Bueno, o táxi corre mais 2 linhas. Primeira – Al Hotel Ávila. ¿Está lejos? Segunda – No, señor. No está lejos. Está cerca. E aqui mais uma vez, nesta segunda, outro desastre. Vejam por favor: este livro é vendido no Brasil, e é básico, em qualquer método ou técnica, ou visão pedagógica, ensinar novos conteúdos a partir da experiência de quem aprende. E no Brasil, atenção, Berlitz!, um motorista de táxi nunca está suficientemente perto do destino ignorado pelo cliente. Entendem? Chega um estranho, que nunca pisou na cidade, e depois de entrar no táxi (perdei a esperança, ó vós que entrais), pergunta se determinado hotel é longe. Ora, por todos os defeitos da esperteza nacional, ele receberia a resposta de que o Ávila é longe, pero no mucho. Jamais, jamás que no está lejos.

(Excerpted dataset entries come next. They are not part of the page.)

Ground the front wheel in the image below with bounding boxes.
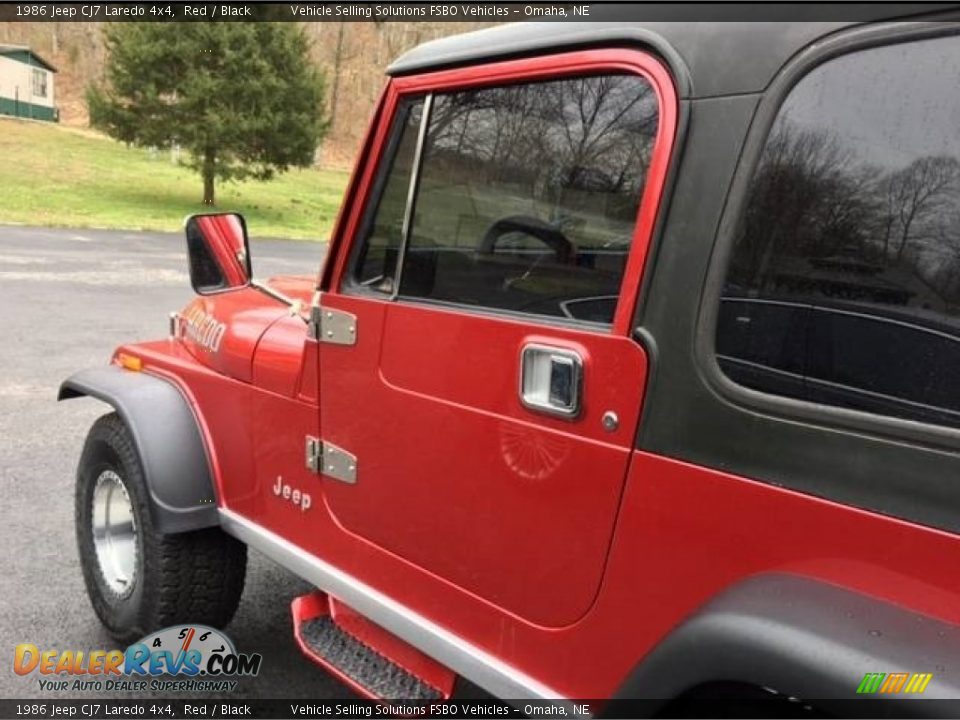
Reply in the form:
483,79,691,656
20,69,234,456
76,413,247,644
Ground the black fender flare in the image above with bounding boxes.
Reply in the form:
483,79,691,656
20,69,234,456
57,365,220,534
613,574,960,717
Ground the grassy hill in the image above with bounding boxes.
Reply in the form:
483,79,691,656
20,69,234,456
0,118,348,240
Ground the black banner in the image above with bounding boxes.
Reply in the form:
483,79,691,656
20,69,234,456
0,696,960,720
0,0,957,22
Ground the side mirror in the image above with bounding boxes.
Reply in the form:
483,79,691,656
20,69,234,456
186,213,253,295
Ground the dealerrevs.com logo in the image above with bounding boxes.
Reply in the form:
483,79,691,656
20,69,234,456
13,625,263,692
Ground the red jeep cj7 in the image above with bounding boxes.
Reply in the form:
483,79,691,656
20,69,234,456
60,20,960,713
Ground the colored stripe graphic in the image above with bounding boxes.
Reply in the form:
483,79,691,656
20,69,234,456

No penúltimo passo, o 25, chegamos ao importantíssimo capítulo “Como ler o espanhol”. E aqui se vê e se demonstra com mais clareza a limitação, a pobreza intelectual dos manuais facilitadores de acesso a uma língua. E tão patente é que bastaria a citação, sem qualquer comentário:
“Em los periódicos verá que acostumbran ser muy breves em los titulares:
Celoso mató a su mujer – Huelguistas exigen aumento imediato – Régimen actúa contra amenazas …

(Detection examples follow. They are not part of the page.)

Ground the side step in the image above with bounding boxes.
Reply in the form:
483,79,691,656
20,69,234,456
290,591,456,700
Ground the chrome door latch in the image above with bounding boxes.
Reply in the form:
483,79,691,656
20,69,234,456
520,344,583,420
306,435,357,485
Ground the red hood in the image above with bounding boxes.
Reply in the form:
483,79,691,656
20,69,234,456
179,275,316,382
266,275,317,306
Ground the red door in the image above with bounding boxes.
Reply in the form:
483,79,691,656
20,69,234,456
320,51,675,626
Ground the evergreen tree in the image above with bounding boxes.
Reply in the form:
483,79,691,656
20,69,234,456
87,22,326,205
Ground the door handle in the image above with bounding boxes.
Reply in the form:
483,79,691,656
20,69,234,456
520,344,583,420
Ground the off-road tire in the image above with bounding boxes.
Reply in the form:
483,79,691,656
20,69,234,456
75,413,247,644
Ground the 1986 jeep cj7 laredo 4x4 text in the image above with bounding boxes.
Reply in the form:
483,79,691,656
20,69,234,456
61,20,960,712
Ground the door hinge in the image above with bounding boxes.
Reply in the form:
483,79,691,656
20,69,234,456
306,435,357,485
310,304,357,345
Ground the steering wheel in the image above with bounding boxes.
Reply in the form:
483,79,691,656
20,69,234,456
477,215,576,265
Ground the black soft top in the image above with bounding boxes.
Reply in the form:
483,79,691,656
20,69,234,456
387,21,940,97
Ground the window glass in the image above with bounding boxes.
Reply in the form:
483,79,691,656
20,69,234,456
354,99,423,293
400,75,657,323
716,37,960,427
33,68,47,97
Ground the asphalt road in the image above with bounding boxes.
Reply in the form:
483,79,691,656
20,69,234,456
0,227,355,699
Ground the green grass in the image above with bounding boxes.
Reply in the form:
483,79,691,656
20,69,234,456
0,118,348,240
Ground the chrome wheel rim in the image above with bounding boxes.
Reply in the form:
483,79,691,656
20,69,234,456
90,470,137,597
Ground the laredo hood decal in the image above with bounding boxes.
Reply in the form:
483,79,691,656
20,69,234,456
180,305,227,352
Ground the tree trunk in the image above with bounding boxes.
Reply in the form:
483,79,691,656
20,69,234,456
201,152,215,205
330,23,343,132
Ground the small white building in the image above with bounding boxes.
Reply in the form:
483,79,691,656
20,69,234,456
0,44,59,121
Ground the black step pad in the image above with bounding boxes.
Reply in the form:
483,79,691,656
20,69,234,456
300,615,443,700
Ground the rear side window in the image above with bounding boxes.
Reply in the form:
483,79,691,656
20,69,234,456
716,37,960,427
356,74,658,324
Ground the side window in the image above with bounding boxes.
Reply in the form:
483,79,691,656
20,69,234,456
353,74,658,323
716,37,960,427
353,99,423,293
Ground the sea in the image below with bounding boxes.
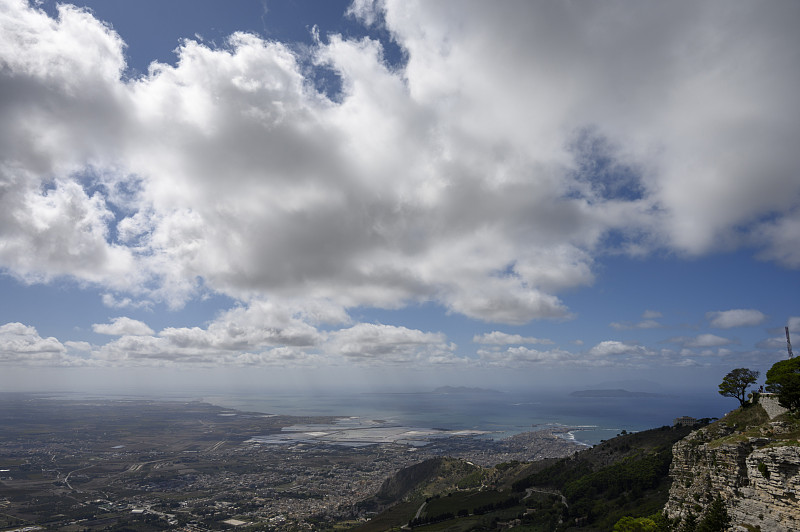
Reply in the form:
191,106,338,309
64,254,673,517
202,392,737,445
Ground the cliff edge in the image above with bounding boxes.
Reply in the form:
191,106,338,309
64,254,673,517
664,403,800,532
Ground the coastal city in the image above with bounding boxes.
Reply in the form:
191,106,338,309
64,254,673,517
0,394,581,531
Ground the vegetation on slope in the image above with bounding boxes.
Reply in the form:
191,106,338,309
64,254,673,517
355,427,691,532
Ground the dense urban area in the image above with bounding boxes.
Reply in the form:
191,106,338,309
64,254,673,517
0,394,579,531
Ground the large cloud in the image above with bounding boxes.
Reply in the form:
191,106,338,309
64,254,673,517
0,322,68,365
0,0,800,328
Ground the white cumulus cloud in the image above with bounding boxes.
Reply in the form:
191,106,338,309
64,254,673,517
706,309,767,329
92,316,154,336
0,0,800,332
472,331,553,345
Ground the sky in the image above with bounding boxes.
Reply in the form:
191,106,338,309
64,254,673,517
0,0,800,392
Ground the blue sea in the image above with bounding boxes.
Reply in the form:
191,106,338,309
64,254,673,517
203,392,737,445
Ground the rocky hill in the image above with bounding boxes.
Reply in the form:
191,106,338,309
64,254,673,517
665,404,800,532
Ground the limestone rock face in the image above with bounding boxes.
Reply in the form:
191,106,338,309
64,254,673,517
664,423,800,532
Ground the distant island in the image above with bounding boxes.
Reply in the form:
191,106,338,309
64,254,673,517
570,388,663,397
433,386,502,394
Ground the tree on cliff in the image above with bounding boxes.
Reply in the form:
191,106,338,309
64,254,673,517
766,357,800,410
719,368,760,406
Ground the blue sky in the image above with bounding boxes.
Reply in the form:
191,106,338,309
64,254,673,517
0,0,800,391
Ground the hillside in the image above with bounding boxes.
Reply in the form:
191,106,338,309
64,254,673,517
665,402,800,532
346,427,691,532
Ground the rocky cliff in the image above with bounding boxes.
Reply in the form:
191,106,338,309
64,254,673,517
665,404,800,532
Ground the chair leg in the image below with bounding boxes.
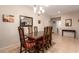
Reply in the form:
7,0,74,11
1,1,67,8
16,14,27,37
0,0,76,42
20,46,22,53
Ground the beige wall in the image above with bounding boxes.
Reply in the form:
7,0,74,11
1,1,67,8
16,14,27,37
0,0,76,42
56,11,79,38
0,6,50,48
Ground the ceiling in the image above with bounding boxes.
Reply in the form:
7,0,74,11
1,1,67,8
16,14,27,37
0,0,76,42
45,5,79,17
30,5,79,17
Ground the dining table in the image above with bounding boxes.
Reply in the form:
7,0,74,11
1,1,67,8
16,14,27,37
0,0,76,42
26,31,44,52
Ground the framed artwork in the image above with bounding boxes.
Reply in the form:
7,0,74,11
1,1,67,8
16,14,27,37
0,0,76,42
20,15,33,27
2,14,14,23
65,19,72,26
38,20,41,24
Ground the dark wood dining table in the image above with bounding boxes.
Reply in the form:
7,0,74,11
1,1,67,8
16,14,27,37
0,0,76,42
26,31,44,52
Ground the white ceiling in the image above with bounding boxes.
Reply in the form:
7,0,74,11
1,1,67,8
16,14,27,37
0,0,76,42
30,5,79,17
45,5,79,17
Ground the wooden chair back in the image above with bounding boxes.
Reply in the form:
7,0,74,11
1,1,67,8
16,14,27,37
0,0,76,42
18,27,25,46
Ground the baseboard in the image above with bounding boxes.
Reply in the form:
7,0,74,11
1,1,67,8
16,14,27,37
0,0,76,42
0,43,19,53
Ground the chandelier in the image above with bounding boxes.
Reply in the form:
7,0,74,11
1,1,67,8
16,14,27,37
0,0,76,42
33,5,45,16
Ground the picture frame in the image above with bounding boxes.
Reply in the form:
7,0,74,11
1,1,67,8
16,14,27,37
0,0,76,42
38,20,41,24
65,19,72,27
20,15,33,27
2,14,14,23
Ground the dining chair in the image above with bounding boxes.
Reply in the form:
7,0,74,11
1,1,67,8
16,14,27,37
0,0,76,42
18,27,35,53
28,26,33,34
34,26,38,33
48,26,52,47
44,27,49,50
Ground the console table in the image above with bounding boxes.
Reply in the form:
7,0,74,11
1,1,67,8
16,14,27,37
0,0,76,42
62,29,76,38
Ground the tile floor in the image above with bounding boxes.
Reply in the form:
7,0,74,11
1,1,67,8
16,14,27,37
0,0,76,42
6,34,79,53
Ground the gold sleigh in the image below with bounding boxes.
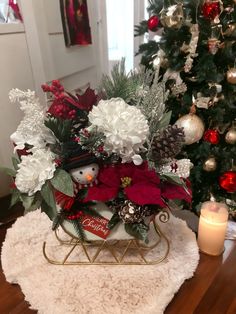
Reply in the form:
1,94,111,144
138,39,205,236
43,211,170,265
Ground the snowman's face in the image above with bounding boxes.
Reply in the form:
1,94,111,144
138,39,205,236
70,163,99,184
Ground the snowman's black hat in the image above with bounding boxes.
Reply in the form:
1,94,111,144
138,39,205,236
63,142,98,170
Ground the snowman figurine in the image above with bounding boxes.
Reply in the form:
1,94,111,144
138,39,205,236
64,144,99,189
70,163,99,189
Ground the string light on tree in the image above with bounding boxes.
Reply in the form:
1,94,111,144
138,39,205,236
219,170,236,193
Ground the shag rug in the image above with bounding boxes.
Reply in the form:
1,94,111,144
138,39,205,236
1,211,199,314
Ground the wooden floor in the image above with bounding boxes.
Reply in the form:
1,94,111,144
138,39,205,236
0,220,236,314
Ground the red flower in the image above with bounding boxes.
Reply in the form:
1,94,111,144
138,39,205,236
42,80,98,119
55,191,75,210
84,162,191,207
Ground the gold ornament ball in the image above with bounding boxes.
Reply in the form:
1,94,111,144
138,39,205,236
203,157,217,172
225,128,236,145
227,68,236,84
175,113,205,145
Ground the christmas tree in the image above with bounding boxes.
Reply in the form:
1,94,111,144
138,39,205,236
136,0,236,210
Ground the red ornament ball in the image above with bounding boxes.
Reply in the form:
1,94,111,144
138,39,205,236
203,129,220,145
219,171,236,193
148,15,159,32
202,1,220,20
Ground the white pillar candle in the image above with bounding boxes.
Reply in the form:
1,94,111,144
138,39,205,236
198,202,228,256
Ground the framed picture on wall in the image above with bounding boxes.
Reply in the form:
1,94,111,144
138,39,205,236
60,0,92,47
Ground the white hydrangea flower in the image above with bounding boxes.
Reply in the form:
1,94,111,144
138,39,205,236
9,88,55,150
159,158,193,179
15,149,56,196
88,98,149,165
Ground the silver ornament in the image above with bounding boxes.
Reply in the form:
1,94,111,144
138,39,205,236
160,3,184,29
175,113,205,145
203,157,217,172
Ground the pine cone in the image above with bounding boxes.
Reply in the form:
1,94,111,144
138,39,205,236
150,125,184,164
118,201,152,223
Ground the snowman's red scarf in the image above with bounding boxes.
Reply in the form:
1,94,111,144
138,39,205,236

La literatura española y latinoamericana es riquíssima. Aquí les presentamos um ejemplo de poesia seleccionado de Don Juan Tenório, uma obra mestra del teatro clásico español…” E transcrevem-se versos, sem uma só observação que nos esclareça esta ou aquela palavra, esta ou aquela expressão, o que seria mais do que necessário, por se tratar de um texto que não é recente. Pensando melhor, é melhor assim, pois eis o que nos ensina sobre a prosa literária: “ En cuanto a prosa Don Quijote de la Mancha está considerado como una de las grandes obras de la literatura mundial. En ella, tanto como en otras obras clásicas, encontrará el uso de vosotros y vos….”. ¿Que tal uma floresta de pontos de exclamação para tão alta expressão de asno? Será que Cervantes, nos seus personagens e nos seus diálogos desconhecia o Tu? Será que ele não deixa o vosotros e vos para o tratamento respeitoso, cerimonioso, ou irônico? Será que esta é a característica que se destaca para se ler a prosa clássica e o Don Quijote?

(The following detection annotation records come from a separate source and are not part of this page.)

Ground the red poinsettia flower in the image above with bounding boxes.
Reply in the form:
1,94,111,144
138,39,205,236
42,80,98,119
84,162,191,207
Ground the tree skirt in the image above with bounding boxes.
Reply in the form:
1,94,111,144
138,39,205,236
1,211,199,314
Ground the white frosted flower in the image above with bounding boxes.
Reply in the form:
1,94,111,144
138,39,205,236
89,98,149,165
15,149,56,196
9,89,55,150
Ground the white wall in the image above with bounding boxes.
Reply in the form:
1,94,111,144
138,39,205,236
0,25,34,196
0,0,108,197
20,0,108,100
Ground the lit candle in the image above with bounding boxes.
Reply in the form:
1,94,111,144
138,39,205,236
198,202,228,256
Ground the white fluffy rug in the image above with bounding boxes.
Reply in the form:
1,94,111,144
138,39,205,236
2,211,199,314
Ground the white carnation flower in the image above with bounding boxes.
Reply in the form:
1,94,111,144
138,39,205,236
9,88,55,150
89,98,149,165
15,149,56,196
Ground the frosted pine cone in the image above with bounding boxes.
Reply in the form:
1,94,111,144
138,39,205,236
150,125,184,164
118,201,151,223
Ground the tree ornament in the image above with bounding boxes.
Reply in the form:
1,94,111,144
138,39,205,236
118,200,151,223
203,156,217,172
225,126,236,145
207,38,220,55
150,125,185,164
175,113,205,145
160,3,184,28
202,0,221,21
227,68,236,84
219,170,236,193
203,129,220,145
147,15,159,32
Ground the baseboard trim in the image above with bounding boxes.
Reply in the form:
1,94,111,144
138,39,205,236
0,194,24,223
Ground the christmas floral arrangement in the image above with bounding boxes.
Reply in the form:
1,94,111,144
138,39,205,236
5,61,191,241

Bueno, pero no siempre Berlitz es malo, por supuesto. Lá no último passo, no último capítulo, se escreve a sua mais importante lição: “VOCÊ SABE MAIS ESPANHOL DO QUE IMAGINA”. Ah, se soubéssemos disto! Com muito mais gosto e proveito e luz começaríamos por
“Es, pues, de saber, que este sobredicho hidalgo, los ratos que estaba ocioso (que eran los más del año) se daba a leer libros de caballerías con tanta afición y gusto, que olvidó casi de todo punto el ejercicio de la caza, y aun la administración de su hacienda; y llegó a tanto su curiosidad y desatino en esto, que vendió muchas hanegas de tierra de sembradura, para comprar libros de caballerías en que leer; y así llevó a su casa todos cuantos pudo haber dellos; y de todos ningunos le parecían tan bien como los que compuso el famoso Feliciano de Silva: porque la claridad de su prosa, y aquellas intrincadas razones suyas, le parecían de perlas; y más cuando llegaba a leer aquellos requiebros y cartas de desafío, donde en muchas partes hallaba escrito: la razón de la sinrazón que a mi razón se hace, de tal manera mi razón enflaquece, que con razón me quejo de la vuestra fermosura, y también cuando leía: los altos cielos que de vuestra divinidad divinamente con las estrellas se fortifican, y os hacen merecedora del merecimiento que merece la vuestra grandeza.”
Como ninguém nos avisa, estaremos sempre condenados, os que principiamos a estudar espanhol, a entrar num Café e cumprimentar, Buenos días, señor. Oh, perdone, señora.